Oftentimes life throws us curved balls… we are walking down a path and it feels like things are going steadily. It may not be the perfect path, but we know it; we have come to understand it and we are living it. Then suddenly, life throws a curved ball which completely throws us off balance – a failed exam, an unplanned pregnancy, the death of a loved one, an unexpected re-organisation at work, a failed business etc.
Throwing (someone) a curved ball is an idiom which indicates an unexpected obstacle, difficulty or unpleasant incidence that a person has to deal with. The term comes from the baseball game, where a pitcher (the person throwing the ball) tries to fool the batter (the person hitting the ball) by throwing the ball with sufficient spin such that it veers from its expected path and travels along a curve instead of the usual straight line path. This makes it much more difficult for the batter to guess the path of the approaching ball and reduces the chance of hitting it.
When managing change in the corporate world, managers refer to a model called the Change curve which was developed by Elisabeth Kubler-Ross in the 1960s. The model was used to explain the grieving process and is now widely used to understand and manage employee’s reaction to significant change or upheaval in both the business world and their personal lives.
Although the Change Curve has been adapted over time, the main emotions it describes have remained mostly consistent. These are: shock, denial, anger, depression, acceptance and integration. There are parallels between the Change curve emotions and the potential batters reaction to a curved ball.
1. Shock /Denial
The initial and natural reaction to unplanned change is shock. Whilst in this state, it is as though time stands still. The baseball batter sees a curved ball approaching could choose to give up and throw their arms up in air.

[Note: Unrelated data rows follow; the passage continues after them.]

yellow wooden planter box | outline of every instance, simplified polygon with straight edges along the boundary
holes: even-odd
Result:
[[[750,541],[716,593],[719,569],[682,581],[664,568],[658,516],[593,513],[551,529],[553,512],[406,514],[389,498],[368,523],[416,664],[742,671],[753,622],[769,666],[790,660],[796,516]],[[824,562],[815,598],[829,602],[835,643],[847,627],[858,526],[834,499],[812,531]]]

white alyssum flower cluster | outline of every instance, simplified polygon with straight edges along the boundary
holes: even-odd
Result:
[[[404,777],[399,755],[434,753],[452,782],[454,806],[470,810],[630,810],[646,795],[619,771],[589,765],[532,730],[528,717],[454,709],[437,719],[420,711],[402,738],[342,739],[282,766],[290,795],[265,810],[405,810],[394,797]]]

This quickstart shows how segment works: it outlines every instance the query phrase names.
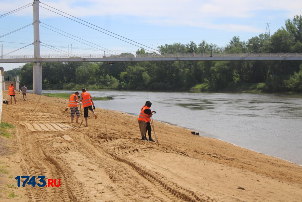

The state of shock usually leads to denial. The affected person wants to continue in the status quo. The batter takes their usual stance as though nothing is happening. Despite seeing a curved ball, they hope the ball would approach in a way they are used to.
Whilst a legitimate reaction, it is important to move out of this state. To help "move-on" one must consciously find out more about this change; assess the situation, what is happening and why. This information helps to understand the reality that change is indeed happening.
2. Anger/ Fear and Depression
After reality sets in, many may start to feel angry, concerned, resentment or fear. This usually result in them actively or passively trying to resist the change. This is akin to a baseball batter standing in the way of the ball until it whacks them in the face and knocks them out. Alternatively, they could turn the other way and run for fear of being hit.
Again, anger and fear are valid emotions, but dwelling too long in this state could make the long-term impact of this change more damaging than it needs to be. These are the lowest points of the curve for a reason. It is the individual’s lowest moment emotionally and therefore their performance would be at its lowest. Not only is the individual not performing, they are possibly taking steps to hinder progress.
To “move on” from this state, one needs to make a conscious decision to use your the curved ball.
Maybe you've just been made redundant at work. You are angry because of the level of personal sacrifices you've made for your employer. But you've been given a payout. It is time to stop being angry and think about how you would use your curved ball...the payout and the free time that you now have.
As the saying goes, if life throws you lemons, don't get sour, make lemonade.
Now we are accepting that this change is happening. The baseball batter is adjusting their position; they watch the ball approaching and prepare for the new direction of the ball.
Part of acceptance involves preparing yourself and adjusting. A change in your workplace may mean that you need to get retrained. A failed exam may mean changing career paths etc. Whatever change means in your specific circumstance, you also need to change as part of accepting it.
In this stage, the individual has fully accepted and embraced the change. They can see the future. Even if there are not fully equipped for it, but they are acting positively and are optimistic. The baseball batter, seeing the curved ball approach, makes a good effort to hit it.
Once you are committed to that change, it is important to keep focussing on the future rather than looking back into the past.
If you are a people manager introducing change in your organisation, you need to help employees through this process. Empathy and communication are key. Try to understand their emotions, don’t dismiss how they feel. This would only result in extending their stay in a negative state or will push them back in the change curve which could result in you losing valuable employees that you really want to keep.
Sometimes change happens to us outside the work environment and there is no manager to empathise with us. We still need to move out of denial into productivity. The biggest advice is in deciding to take hold of that curved ball and using it. Use it to showcase your best batting effort. Use it to get yourself onto a different (and better) career trajectory. Use a redundancy pay-out to start your own business. Use a failed exam to take on some voluntary work. Use the time whilst recovering from an illness to take an online course. Whatever the curved ball, it is an opportunity for better things - but only if YOU make that decision.